Zushad stooped down and easily picked it up. There was a storm of applause and excitement from all but the Sultan who sat astonished, but dismayed. He evidently did not care to see his strongest protectors mocked in this way. But Zushad, at once noticing his discomfiture, came up to the Sultan and, kneeling before him, presented him with the crystal, begging him to take it from him. His look bore every sign of the most profound reverence, but many of us must have suspected a masterly piece of acting concealing absolute contempt.
Murad, not noted for his boldness, looked doubtfully at the offering. Then, with a trembling hand, he took the sphere from the wizard. The delight on his face was plain for all to see when he found that he too could hold the object in one hand. The applause was even greater than before as the Sultan held the crystal triumphantly aloft.
This went on for some time and it was clear that Zushad found the display irritating. We saw his eyes turn upwards to the crystal which began to glow faintly in the Sultan’s hand. At this the applause increased, but unease showed on Murad’s face. He quickly handed the sphere back to Zushad who took it with a deep bow. From the way the Sultan dipped his hands in a bowl of rose water I guessed that he found it had grown too hot to handle.
Then, with dazzling, almost contemptuous swiftness, Zushad showed us the wonders of his crystal. Faster than one could speak the names of these colours he turned the sphere red, green, blue, yellow, black, gold... He had the lights extinguished in the room and showed us pictures in its depths — green dragons, maidens on soft divans with legs like coiled snakes, men with bulls’ heads running fast through purple forests, and once I thought I saw, in an image of distant mountains, the minute outline of Castle Dracula. All this was quite unaccompanied by the histrionics which lesser conjurers use to enhance their paltry demonstrations. His wonders were sufficiently wonderful in themselves and required no advertisement.

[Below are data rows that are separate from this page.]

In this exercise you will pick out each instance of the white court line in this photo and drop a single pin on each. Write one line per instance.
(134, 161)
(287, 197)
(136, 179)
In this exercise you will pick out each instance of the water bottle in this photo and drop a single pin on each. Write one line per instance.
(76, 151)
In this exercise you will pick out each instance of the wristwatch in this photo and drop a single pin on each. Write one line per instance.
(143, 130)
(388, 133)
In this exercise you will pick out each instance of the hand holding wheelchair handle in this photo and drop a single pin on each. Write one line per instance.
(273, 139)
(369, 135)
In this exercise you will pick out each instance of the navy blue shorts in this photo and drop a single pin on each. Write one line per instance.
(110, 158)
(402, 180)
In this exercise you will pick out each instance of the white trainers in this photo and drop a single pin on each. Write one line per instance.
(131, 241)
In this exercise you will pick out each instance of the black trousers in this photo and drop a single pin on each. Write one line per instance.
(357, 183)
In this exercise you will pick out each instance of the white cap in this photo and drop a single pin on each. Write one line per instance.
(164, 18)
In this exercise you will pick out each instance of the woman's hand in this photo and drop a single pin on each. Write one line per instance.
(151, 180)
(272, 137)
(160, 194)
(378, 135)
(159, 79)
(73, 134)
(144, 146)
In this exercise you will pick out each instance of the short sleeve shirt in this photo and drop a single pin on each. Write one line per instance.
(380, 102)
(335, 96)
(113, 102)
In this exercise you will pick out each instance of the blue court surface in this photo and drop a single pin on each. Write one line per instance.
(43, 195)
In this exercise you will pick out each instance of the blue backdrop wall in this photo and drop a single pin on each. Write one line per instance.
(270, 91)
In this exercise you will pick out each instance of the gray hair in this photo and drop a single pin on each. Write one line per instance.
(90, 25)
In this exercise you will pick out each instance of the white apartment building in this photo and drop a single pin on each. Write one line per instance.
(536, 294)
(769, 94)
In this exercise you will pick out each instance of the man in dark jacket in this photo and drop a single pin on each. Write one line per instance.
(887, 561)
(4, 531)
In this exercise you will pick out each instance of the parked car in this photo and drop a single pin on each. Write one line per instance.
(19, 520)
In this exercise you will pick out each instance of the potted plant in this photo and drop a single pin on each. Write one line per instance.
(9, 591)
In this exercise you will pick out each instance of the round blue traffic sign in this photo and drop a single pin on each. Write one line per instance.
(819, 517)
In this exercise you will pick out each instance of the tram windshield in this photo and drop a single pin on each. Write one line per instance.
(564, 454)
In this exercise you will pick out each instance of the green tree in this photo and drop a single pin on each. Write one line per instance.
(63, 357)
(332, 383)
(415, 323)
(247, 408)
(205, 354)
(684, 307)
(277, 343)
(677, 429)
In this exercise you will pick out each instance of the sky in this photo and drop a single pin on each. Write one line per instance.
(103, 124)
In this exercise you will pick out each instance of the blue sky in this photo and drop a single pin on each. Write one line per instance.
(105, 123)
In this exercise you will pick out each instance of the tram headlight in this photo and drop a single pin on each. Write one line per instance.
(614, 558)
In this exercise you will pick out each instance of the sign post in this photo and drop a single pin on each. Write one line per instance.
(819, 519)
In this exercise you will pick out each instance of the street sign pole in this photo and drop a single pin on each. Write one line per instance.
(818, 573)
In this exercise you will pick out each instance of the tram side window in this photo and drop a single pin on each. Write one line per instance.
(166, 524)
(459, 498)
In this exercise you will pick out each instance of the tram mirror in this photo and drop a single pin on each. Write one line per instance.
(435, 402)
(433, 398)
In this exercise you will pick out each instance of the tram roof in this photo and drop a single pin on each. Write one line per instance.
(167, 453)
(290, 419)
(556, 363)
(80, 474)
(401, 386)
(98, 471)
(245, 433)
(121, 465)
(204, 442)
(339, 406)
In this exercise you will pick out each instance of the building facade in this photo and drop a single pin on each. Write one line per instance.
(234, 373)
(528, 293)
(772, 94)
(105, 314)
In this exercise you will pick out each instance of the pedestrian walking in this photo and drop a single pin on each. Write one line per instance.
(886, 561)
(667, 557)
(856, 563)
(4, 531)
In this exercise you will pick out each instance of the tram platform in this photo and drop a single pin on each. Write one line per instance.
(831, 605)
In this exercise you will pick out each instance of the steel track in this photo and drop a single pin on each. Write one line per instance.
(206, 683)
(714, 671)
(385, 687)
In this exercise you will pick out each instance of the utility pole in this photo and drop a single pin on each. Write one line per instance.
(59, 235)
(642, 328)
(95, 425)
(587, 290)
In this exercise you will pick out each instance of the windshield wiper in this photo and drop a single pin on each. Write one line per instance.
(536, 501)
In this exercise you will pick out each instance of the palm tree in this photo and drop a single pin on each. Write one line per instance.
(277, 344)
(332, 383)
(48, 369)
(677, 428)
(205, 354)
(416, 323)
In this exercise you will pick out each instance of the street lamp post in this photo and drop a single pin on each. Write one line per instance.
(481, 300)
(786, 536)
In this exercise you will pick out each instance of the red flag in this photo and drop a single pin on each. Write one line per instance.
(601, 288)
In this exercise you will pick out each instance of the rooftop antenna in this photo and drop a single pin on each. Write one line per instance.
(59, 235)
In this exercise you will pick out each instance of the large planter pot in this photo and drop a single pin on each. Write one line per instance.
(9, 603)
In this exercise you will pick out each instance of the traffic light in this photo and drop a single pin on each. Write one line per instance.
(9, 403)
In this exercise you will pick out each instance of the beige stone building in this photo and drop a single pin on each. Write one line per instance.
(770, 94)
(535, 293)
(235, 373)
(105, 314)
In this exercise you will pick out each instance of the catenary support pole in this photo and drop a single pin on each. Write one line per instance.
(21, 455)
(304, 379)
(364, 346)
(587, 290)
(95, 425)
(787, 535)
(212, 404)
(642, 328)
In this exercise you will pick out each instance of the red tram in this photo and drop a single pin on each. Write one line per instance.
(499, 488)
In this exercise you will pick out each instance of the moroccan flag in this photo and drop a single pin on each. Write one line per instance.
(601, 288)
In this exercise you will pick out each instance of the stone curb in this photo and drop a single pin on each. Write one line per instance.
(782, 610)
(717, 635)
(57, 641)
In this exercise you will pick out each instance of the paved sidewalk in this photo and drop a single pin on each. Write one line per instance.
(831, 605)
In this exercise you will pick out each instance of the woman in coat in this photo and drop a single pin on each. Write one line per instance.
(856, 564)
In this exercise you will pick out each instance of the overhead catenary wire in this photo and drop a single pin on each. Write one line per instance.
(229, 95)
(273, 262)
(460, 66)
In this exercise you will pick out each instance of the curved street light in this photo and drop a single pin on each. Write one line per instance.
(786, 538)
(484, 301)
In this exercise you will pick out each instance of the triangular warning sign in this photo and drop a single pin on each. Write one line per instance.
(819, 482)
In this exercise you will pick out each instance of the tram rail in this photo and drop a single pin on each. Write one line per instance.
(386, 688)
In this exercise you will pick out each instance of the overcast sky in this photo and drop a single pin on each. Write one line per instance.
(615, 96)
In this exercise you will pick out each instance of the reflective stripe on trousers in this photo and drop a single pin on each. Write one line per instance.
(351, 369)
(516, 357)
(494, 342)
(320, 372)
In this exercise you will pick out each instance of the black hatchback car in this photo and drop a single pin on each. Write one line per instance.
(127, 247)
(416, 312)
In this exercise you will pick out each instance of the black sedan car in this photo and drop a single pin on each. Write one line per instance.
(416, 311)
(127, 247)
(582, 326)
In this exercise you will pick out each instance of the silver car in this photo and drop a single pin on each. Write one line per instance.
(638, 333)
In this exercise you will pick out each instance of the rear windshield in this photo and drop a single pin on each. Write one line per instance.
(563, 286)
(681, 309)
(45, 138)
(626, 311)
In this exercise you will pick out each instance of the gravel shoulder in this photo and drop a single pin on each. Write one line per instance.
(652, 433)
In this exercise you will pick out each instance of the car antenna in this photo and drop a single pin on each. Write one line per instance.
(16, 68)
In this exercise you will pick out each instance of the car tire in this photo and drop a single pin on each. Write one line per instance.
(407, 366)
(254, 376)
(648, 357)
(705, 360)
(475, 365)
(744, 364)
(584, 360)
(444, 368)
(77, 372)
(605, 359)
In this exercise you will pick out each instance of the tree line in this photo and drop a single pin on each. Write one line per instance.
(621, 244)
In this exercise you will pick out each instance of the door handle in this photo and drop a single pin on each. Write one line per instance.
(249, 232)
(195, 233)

I will not attempt to list all the wonders that he showed us that night. Suffice it to say that they were indeed wonderful. He filled cups with glittering rubies and emptied them again; he turned a pomegranate into a silver butterfly; he pulled a porcupine out of the mouth of a Nubian eunuch. But I could not escape the feeling that we were despised by Zushad for loving these wonders. Clearly Murad, who, for all his debauchery, had some vestiges of shrewdness, felt the same since, as wonder succeeded wonder, he seemed to grow restive. Just as Zushad was making a parsley plant grow out of the navel of one of the fattest of the Sultan’s chamberlains Murad raised his hand to call a halt to these proceedings. He spoke to the wizard with respect, but like a man who knows nonetheless that his authority is absolute.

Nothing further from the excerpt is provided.